Apenas un mes antes de su arrolladora victoria electoral, hace ahora casi un año, un votante laborista que participaba en un encuentro con Keir Starmer le confesó que lo veía como a un robot político, incapaz de expresar emociones. Al candidato, por unos segundos, se le cruzaron los cables y soltó una sonrisa nerviosa, antes de dar una respuesta elaborada. Más de cien diputados de la izquierda británica han anunciado su intención de rebelarse la semana que viene contra los recortes sociales propuestos por el actual Gobierno, en la demostración más rotunda hasta la fecha de que el primer ministro británico no genera entusiasmo ni entre los suyos.
Aunque muchos de ellos son capaces de apreciar las buenas intenciones detrás de una reforma que pretende rescatar de su declive al actual estado del bienestar del Reino Unido, no entienden la falta de sensibilidad y de mano izquierda con unos votantes desesperados de algunas de las medidas propuestas. Si Starmer no logra sofocar la rebelión se enfrentará a su mayor crisis interna desde que puso un pie en Downing Street.

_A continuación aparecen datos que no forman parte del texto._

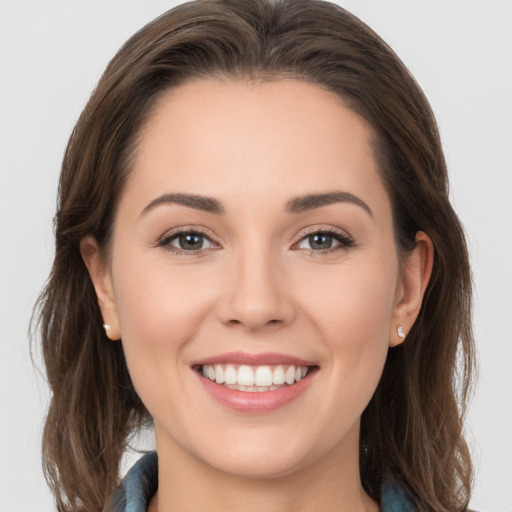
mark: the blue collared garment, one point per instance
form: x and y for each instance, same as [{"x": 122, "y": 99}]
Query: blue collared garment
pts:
[{"x": 141, "y": 482}]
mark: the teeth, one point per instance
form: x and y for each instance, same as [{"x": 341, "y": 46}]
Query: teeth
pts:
[
  {"x": 229, "y": 375},
  {"x": 219, "y": 374},
  {"x": 245, "y": 376},
  {"x": 263, "y": 376},
  {"x": 289, "y": 376},
  {"x": 278, "y": 376},
  {"x": 254, "y": 379}
]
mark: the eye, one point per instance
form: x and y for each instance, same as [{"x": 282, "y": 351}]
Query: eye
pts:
[
  {"x": 187, "y": 241},
  {"x": 324, "y": 241}
]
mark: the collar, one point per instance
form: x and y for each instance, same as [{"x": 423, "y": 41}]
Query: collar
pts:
[{"x": 141, "y": 482}]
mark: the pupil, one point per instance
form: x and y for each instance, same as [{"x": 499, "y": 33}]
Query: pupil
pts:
[
  {"x": 191, "y": 241},
  {"x": 319, "y": 241}
]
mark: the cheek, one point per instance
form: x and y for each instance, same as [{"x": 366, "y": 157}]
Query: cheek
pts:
[{"x": 353, "y": 312}]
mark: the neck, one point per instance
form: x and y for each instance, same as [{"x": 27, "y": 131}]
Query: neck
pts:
[{"x": 331, "y": 484}]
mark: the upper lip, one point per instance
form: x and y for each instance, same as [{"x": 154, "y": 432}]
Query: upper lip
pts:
[{"x": 267, "y": 358}]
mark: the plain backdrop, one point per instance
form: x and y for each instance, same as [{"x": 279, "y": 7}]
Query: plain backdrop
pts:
[{"x": 52, "y": 53}]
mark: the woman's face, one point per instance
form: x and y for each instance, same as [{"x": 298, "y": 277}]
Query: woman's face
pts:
[{"x": 253, "y": 243}]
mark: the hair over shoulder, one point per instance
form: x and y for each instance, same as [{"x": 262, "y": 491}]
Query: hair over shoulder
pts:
[{"x": 412, "y": 430}]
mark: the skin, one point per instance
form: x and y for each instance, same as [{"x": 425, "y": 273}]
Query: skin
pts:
[{"x": 257, "y": 286}]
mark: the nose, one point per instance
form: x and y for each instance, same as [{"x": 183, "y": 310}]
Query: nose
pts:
[{"x": 257, "y": 293}]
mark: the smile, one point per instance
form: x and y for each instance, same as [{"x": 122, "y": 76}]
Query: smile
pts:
[
  {"x": 255, "y": 383},
  {"x": 254, "y": 378}
]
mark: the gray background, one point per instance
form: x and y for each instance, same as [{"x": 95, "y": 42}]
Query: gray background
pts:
[{"x": 51, "y": 55}]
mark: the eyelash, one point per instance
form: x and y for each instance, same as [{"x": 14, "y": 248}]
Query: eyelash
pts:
[{"x": 344, "y": 240}]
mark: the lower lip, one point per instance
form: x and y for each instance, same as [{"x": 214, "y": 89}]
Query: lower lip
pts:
[{"x": 258, "y": 401}]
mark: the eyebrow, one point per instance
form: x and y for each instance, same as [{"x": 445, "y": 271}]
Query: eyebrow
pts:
[
  {"x": 296, "y": 205},
  {"x": 311, "y": 201},
  {"x": 206, "y": 204}
]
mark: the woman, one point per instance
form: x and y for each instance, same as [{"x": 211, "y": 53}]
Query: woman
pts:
[{"x": 253, "y": 209}]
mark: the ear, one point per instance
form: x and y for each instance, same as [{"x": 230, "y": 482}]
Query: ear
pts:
[
  {"x": 102, "y": 282},
  {"x": 416, "y": 272}
]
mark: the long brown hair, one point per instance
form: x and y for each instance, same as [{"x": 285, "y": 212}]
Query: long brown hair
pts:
[{"x": 412, "y": 429}]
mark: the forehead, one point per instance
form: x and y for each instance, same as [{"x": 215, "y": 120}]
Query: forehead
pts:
[{"x": 256, "y": 140}]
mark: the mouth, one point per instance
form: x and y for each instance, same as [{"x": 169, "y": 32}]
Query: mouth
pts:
[
  {"x": 254, "y": 379},
  {"x": 254, "y": 383}
]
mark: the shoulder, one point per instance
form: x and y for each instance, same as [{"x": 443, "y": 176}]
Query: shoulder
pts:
[
  {"x": 137, "y": 488},
  {"x": 394, "y": 499}
]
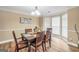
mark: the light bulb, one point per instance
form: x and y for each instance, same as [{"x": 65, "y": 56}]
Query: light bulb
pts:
[{"x": 37, "y": 12}]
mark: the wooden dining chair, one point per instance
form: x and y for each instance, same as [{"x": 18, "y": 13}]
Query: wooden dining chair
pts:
[
  {"x": 28, "y": 30},
  {"x": 39, "y": 41},
  {"x": 47, "y": 39},
  {"x": 19, "y": 43}
]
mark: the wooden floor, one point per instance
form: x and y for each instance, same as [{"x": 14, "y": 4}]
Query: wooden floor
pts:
[{"x": 58, "y": 45}]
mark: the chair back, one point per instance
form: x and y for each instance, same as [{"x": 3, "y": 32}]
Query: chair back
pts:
[
  {"x": 49, "y": 29},
  {"x": 40, "y": 37},
  {"x": 28, "y": 30},
  {"x": 15, "y": 39},
  {"x": 48, "y": 35}
]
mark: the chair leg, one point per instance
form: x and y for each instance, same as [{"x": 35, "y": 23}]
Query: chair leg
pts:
[{"x": 35, "y": 49}]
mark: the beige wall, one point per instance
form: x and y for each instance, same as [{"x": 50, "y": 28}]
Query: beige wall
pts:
[
  {"x": 73, "y": 18},
  {"x": 11, "y": 21}
]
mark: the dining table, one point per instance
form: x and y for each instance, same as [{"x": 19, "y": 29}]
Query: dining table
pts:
[{"x": 30, "y": 37}]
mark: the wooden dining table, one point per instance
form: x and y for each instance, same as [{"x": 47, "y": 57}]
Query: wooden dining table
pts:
[{"x": 30, "y": 37}]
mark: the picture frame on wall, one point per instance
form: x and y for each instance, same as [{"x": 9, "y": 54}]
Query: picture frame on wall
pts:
[{"x": 24, "y": 20}]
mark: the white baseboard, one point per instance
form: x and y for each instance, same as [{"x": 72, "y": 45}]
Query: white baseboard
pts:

“Creo que hay elementos en estas propuestas del Gobierno de reforma del estado del bienestar que son genuinamente buenos y progresistas”, ha resumido el diputado laborista Josh Fenton-Glynn, que forma parte de los rebeldes, el sentir general de este grupo. “Pero los cambios propuestos supondrían en estos momentos que alguien incapaz de ponerse sus propios pantalones, o que necesita ayuda para ducharse o no puede ir al cuarto de baño sin supervisión sea considerado apto para trabajar. Esto no es ‘el cambio necesario”, remata Fenton-Glynn, al referirse a la promesa de cambio que impulsó al Partido Laborista a la victoria.